Kelompok diskusi mencatat bahwa banyak pengguna kesulitan mempertahankan kepatuhan terapi karena layanan yang tidak memikirkan realitas hidup mereka—misalnya, jam layanan yang berbenturan dengan jam kerja.
c. Pasca Menyelesaikan Terapi: Mengarungi Dunia yang Sama, dengan Luka yang Sama
Banyak yang berharap fase ini adalah akhir dari masalah. Nyatanya, tantangan baru justru muncul.
Ketika terapi selesai, pengguna kerap ‘dilepas’ begitu saja tanpa sistem pendampingan. Padahal, mereka membutuhkan:
-
dukungan psikososial jangka panjang,
-
akses pekerjaan,
-
lingkungan sosial yang menerima,
-
komunitas pemulihan yang stabil.
Tanpa itu semua, peluang relaps meningkat. Pohon masalah yang disusun kelompok ini menunjukkan kesenjangan besar antara terapi dan realitas pasca-terapi.
2. Kelompok Kedua: Melihat Perjalanan dengan “Stages of Change”
Kelompok kedua menggunakan kerangka Stages of Change—pra-kontemplasi, kontemplasi, persiapan, aksi, dan pemeliharaan.
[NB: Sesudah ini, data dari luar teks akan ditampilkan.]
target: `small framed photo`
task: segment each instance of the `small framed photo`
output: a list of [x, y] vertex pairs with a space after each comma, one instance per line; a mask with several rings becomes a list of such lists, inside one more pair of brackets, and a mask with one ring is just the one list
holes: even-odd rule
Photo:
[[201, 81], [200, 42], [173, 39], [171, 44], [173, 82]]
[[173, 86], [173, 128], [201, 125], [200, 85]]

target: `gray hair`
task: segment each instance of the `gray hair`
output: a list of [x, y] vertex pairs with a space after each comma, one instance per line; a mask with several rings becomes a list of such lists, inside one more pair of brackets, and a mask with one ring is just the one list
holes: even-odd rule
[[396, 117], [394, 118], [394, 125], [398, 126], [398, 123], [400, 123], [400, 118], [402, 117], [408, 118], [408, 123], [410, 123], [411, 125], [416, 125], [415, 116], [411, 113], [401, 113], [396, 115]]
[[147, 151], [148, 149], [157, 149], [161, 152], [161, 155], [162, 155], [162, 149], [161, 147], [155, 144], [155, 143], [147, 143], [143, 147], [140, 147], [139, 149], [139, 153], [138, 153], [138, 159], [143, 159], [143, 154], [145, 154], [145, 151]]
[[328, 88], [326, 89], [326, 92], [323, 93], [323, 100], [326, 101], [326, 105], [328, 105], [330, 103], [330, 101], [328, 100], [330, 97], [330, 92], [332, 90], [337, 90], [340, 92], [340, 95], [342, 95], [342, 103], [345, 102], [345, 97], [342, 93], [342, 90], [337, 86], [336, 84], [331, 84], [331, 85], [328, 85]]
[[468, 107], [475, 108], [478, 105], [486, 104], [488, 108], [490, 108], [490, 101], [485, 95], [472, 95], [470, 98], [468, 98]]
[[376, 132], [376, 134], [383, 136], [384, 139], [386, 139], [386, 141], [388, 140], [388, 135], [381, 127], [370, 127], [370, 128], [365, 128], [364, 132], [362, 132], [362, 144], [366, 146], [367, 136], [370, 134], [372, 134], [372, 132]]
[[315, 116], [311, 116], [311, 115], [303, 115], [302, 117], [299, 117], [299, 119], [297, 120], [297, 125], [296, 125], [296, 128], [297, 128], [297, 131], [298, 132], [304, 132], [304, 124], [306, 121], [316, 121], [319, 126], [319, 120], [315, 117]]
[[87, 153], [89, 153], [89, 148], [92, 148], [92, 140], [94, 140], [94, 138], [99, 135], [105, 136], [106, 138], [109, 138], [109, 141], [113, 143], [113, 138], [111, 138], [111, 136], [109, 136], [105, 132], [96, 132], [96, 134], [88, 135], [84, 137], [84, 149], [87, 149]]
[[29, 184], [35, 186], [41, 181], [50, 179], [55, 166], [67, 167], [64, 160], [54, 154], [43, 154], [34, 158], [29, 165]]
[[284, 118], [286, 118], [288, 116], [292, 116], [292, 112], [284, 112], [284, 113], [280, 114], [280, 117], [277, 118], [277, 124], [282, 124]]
Pendekatan ini membantu membaca kebutuhan pengguna secara lebih personal.
a. Mereka yang Belum Mengakses Layanan: Terjebak dalam Prekontemplasi
-
Stigma: takut dicap “pecandu”, “nakal”, atau “tidak bermoral”.
-
Kriminalisasi: khawatir ditangkap jika mengaku sebagai pengguna.
-
Miskonsepsi kesehatan: tidak tahu bahwa ada layanan seperti poli NAPZA, konseling, atau terapi rumatan metadon.
-
Pengalaman buruk teman sebaya: cerita tentang razia, diskriminasi, atau perlakuan tidak manusiawi membuat mereka menjauh dari layanan.
-
Tidak ada dorongan keluarga: keluarga justru menyembunyikan, bukan mengantar berobat.
Karena itu, tujuannya bukan langsung menyuruh mereka “berhenti”, tetapi menggeser mereka dari prekontemplasi ke fase kontemplasi atau persiapan.
Kebutuhan utamanya:
-
Informasi yang realistis dan tidak menghakimi tentang layanan.
-
Penguatan peran teman sebaya sebagai jembatan ke layanan.
-
Kanal konseling yang aman dan rahasia, tanpa takut data disalahgunakan.
-
Narasi yang tidak mengintimidasi, melainkan membuka harapan.
-
Pengurangan risiko (harm reduction) sebagai titik awal, bukan paksaan berhenti.
Tujuan tahap ini sederhana: membuat mereka merasa aman untuk mempertimbangkan perubahan.
Dari dua kelompok diskusi ini, satu gagasan yang paling kuat adalah bahwa setiap pengguna NAPZA memiliki perjalanan unik. Layanan tidak bisa satu model untuk semua orang.
Kebutuhan mereka bukan hanya layanan medis, tetapi juga:
-
lingkungan aman,
-
informasi yang jujur,
-
pendampingan emosional,
-
dan perlindungan dari stigma serta kriminalisasi.
Memahami perjalanan pengguna NAPZA dari akar masalah dan dari dimensi perubahan perilaku memberi kita cara pandang yang lebih lengkap: bahwa upaya membantu mereka bukan soal menyembuhkan “penyakit”, melainkan membangun lingkungan sosial yang memungkinkan mereka pulih dengan martabat.